The food that we had set in front of the gravestone was packed away in a cooler and stored inside the station wagon, ready to take back to Shing’s house. We climbed into the car and drove across the cemetery to where Second Uncle was buried. His grave is marked by a tiny, rectangular grey stone, chiselled with just his name and date of death in Chinese characters. This area has only small, flat memorial markers, and like my uncle’s the inscriptions are all in Chinese. Every year we needed to wander for several minutes to find his marker because it was always overgrown with grass. But this year we found it quickly; Michael had remembered that there was a yew tree nearby, with a distinctive shape. Second Uncle had brought no children to the Gold Mountain, no son or daughter to honour his grave. Other than the fact that he was an older brother who had come to Canada with my father in the early part of the twentieth century, as a child I knew almost nothing about him, not even his name—and by the time my mother joined my father in Canada, this man had been dead for several years.

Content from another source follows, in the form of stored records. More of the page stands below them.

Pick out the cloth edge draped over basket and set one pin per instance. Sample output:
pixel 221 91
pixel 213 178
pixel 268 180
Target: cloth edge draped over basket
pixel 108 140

But every year Shing reminded me to buy flowers to plant for Second Uncle. I stood looking at his gravestone and thought about my parents’ resting place—their upright, shining, granite headstone proudly proclaiming their status in Canada. And yet it was Second Uncle’s humble marker that spoke the truth. I was only too aware of how sad and difficult my parents’ lives had been in this country that remained foreign to them until they died.
On April 6, 1914, the day my father and his older brother arrived in Canada, a Vancouver newspaper, the Daily News Advertiser, forecast fair and warm weather. Further down the front page, the mayor of Vancouver expressed concern about the large number of Chinese who were entering the country. He emphasized the uncontrollable temper of Orientals, proof of their unpredictability, making them unsuitable candidates for immigration. On the same day, the Vancouver Daily World carried a story from a canning mill about a Chinese worker who, after being criticized by his white foreman, picked up his superior and in a fit of anger tried to throw him into a boiling cauldron. However, the Chinaman—or “Celestial” as he was called—was restrained and disaster was averted. Compared to the white Canadians, my father and the Chinese men of his generation were small. When I discovered these stories in the Vancouver newspaper archives, it was hard for me to reconcile this portrayal of a violent, impulsive Chinese man with my docile father and others like him whom I had seen over the years whenever I visited Chinatown in Toronto.
I distinctly recall from my early childhood one particular customer who came into my father’s hand laundry, a giant, red-faced man who stomped through the door, stood in front of the wooden counter and banged its surface with a clenched fist until my father appeared. Waving his hand dismissively, the man leaned against the counter and boomed, “I know. No tickee, no laundree. You find, Charlie. You find.” My father untied and folded back the brown paper from package after package of cleaned and pressed garments until the man recognized his clothes. He never apologized for the extra work he put my father through. And my father never protested. Instead, he nodded his head up and down, a stiff smile plastered across his face. I peeked from behind the curtain that hung over the doorway, separating the service from the washing areas. Blood rushed to my cheeks. But the next time this man came into our laundry with his sack of dirty clothes, my father wrote a name in Chinese characters on each half of the ticket before giving the man’s portion to him. When the man returned for his finished laundry a few days later, again without his half of the slip, my father had to unwrap only one package. The man was speechless and managed to mutter no more than thank you as he left the laundry. My father later told me that he’d written the man’s name on his half of the ticket.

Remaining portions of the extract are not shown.